Example user stories:

  • “As an AionUi user who types slowly, I want to speak my prompts so I can interact with the AI faster.”
  • “As a user with wrist pain, I want to use voice input for most of my prompts so I can reduce typing strain.”
  • “As a power user, I want a keyboard shortcut to start and stop voice input so I can dictate prompts without needing to use the mouse.”

Priority:

  • Proposed priority: Medium
  • Rationale:- Significant accessibility benefits.
  • Reduces friction for long or complex prompts.
  • Aligns AionUi with common expectations for modern AI desktop applications that support multiple input modes, including voice.
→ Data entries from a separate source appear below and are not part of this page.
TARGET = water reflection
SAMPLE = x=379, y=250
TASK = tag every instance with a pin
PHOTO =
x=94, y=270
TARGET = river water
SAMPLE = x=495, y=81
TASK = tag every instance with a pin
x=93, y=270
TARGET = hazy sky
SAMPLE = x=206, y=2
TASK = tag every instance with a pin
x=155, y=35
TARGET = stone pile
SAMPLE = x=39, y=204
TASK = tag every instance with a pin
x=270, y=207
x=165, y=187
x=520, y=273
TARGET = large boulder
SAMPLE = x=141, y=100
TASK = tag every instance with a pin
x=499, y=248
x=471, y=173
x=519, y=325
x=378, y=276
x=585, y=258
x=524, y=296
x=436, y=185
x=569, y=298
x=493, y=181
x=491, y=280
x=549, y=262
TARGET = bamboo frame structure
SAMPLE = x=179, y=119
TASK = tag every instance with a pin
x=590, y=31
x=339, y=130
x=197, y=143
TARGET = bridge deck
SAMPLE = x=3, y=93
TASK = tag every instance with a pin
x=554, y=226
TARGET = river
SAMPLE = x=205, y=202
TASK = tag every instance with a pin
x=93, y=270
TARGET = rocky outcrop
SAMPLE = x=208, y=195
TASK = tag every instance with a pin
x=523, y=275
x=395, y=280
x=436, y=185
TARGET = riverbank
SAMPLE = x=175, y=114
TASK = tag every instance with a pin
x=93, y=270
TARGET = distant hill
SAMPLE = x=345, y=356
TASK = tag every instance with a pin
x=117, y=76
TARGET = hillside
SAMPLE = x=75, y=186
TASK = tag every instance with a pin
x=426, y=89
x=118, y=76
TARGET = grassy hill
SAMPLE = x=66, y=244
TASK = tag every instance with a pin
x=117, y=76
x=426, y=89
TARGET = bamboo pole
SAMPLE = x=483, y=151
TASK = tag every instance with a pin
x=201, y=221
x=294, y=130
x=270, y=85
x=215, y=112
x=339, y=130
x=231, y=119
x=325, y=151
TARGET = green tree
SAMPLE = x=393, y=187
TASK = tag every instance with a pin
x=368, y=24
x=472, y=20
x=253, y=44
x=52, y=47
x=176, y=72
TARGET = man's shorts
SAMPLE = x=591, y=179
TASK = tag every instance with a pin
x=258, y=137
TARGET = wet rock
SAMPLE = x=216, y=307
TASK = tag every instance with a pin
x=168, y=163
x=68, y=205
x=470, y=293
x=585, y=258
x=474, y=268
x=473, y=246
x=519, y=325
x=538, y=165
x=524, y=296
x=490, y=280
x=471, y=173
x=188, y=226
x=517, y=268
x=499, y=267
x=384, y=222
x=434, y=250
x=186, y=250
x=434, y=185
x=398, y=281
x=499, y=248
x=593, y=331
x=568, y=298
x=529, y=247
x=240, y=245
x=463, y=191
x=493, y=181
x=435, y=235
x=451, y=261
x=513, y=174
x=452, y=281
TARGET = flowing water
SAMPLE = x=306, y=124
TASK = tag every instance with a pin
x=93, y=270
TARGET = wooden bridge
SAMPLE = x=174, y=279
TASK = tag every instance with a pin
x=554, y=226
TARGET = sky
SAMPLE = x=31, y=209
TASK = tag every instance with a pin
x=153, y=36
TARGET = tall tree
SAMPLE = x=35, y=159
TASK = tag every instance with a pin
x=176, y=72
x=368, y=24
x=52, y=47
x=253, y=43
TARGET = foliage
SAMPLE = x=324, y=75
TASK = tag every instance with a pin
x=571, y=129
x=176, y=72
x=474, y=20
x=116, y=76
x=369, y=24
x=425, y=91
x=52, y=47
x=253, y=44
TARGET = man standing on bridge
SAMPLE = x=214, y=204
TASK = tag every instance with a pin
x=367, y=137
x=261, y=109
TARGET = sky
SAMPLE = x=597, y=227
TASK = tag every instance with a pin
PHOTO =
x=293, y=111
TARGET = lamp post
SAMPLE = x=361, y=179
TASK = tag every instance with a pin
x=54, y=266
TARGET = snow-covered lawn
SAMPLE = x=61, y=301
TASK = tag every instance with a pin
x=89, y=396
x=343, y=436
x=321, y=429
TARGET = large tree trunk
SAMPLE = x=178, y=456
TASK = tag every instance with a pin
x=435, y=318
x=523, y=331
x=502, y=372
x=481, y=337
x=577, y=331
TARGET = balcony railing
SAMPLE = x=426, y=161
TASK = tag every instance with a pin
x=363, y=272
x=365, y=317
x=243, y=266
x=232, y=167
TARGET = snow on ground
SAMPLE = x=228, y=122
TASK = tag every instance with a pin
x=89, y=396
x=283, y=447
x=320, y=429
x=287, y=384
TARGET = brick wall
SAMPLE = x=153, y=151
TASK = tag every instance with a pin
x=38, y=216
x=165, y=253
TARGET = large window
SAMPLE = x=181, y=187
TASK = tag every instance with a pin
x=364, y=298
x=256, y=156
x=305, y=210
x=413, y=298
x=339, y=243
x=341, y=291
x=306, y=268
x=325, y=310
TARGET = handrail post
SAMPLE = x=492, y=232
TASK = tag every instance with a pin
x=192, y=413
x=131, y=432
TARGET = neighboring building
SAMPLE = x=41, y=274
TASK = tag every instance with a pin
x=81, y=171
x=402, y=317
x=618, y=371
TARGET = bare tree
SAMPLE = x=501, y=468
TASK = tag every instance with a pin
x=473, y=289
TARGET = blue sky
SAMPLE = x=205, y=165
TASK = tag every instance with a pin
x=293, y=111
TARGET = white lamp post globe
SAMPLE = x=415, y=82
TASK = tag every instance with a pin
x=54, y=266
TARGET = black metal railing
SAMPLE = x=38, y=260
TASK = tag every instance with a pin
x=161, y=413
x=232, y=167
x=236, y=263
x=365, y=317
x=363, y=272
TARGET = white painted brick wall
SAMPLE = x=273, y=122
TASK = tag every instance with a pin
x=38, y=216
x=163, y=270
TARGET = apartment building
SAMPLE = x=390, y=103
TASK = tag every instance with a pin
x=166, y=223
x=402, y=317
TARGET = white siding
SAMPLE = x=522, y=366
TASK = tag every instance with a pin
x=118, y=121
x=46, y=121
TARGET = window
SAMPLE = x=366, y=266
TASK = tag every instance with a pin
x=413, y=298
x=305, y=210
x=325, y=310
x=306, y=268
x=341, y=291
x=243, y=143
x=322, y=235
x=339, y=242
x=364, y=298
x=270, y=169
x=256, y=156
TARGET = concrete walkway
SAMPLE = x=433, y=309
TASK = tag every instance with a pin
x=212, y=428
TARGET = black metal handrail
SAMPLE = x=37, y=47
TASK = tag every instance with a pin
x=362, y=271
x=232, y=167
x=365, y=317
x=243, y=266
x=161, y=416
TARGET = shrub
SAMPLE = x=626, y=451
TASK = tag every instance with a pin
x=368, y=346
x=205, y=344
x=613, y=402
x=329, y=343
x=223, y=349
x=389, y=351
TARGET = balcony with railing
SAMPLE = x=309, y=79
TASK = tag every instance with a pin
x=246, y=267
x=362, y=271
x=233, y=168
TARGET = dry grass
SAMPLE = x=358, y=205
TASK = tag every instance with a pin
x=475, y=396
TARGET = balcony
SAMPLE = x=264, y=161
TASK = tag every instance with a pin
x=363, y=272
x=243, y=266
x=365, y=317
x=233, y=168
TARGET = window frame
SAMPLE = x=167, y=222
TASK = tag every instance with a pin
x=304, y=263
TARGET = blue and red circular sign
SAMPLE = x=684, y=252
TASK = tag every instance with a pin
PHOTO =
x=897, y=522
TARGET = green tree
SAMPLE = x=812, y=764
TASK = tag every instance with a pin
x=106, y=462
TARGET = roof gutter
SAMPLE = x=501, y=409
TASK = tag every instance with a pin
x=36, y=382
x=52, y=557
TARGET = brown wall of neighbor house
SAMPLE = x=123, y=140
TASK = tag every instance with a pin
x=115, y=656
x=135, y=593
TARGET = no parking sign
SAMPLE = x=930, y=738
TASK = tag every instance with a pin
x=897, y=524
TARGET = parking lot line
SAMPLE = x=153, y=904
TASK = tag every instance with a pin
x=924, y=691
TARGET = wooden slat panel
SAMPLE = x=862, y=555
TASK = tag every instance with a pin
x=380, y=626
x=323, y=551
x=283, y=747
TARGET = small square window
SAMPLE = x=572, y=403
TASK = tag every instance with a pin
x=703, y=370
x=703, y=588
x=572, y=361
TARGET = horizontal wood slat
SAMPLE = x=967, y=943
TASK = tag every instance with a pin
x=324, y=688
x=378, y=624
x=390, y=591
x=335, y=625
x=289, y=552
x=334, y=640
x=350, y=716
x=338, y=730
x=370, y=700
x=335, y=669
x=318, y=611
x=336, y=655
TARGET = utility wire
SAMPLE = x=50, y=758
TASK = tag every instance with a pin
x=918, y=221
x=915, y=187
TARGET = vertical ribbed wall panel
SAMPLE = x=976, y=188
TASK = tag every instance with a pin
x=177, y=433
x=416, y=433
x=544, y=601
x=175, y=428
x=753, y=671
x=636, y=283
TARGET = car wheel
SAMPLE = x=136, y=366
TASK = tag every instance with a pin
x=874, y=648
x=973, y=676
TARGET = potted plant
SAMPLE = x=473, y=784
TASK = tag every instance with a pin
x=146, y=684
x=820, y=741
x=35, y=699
simonduz avatar Nov 21 '25 13:11 simonduz

🤖 Hi @simonduz, I've received your request, and I'm working on it now! You can track my progress in the logs for more details.

aionui[bot] avatar Nov 21 '25 13:11 aionui[bot]

🤖 I'm sorry @simonduz, but I was unable to process your request. Please see the logs for more details.

aionui[bot] avatar Nov 21 '25 13:11 aionui[bot]

Feature Description

Voice Prompt Input via Microphone for AionUi通过麦克风为 AionUi 输入语音提示

Summary:  概括: Add native support in AionUi to enter prompts via voice using the system microphone, alongside the existing keyboard-based input.在 AionUi 中添加原生支持,允许使用系统麦克风通过语音输入提示,与现有的键盘输入方式并行。

Key behavior:  关键行为: AionUi provides a microphone button in or near the prompt input field, plus a keyboard shortcut (e.g., Ctrl+Shift+M / Cmd+Shift+M).AionUi 在提示输入字段内或附近提供了一个麦克风按钮,以及一个键盘快捷键(例如,Ctrl+Shift+M / Cmd+Shift+M)。 When activated, AionUi listens to the user’s microphone, clearly indicating that it is recording.激活后,AionUi 会监听用户的麦克风,清楚地表明它正在录音。 When the user stops recording, AionUi transcribes the audio to text using a selectable speech-to-text (STT) option:- Local STT engine (on-device), or当用户停止录音时,AionUi 会使用可选择的语音转文本 (STT) 选项将音频转录为文本:- 本地 STT 引擎(设备上),或 Cloud STT service (remote API).云端 STT 服务(远程 API)。

  • The transcribed text is placed in the prompt input field.转录的文本将放置在提示输入字段中。
  • The user can edit the text and then submit it as a normal prompt.用户可以编辑文本,然后像普通提示一样提交。

Platforms:  平台:

  • Linux
  • macOS
  • Windows  视窗

Core UX requirements:  核心用户体验要求:

Microphone icon and clear states:- Idle (ready to record).麦克风图标和清晰状态:- 空闲(准备录音)。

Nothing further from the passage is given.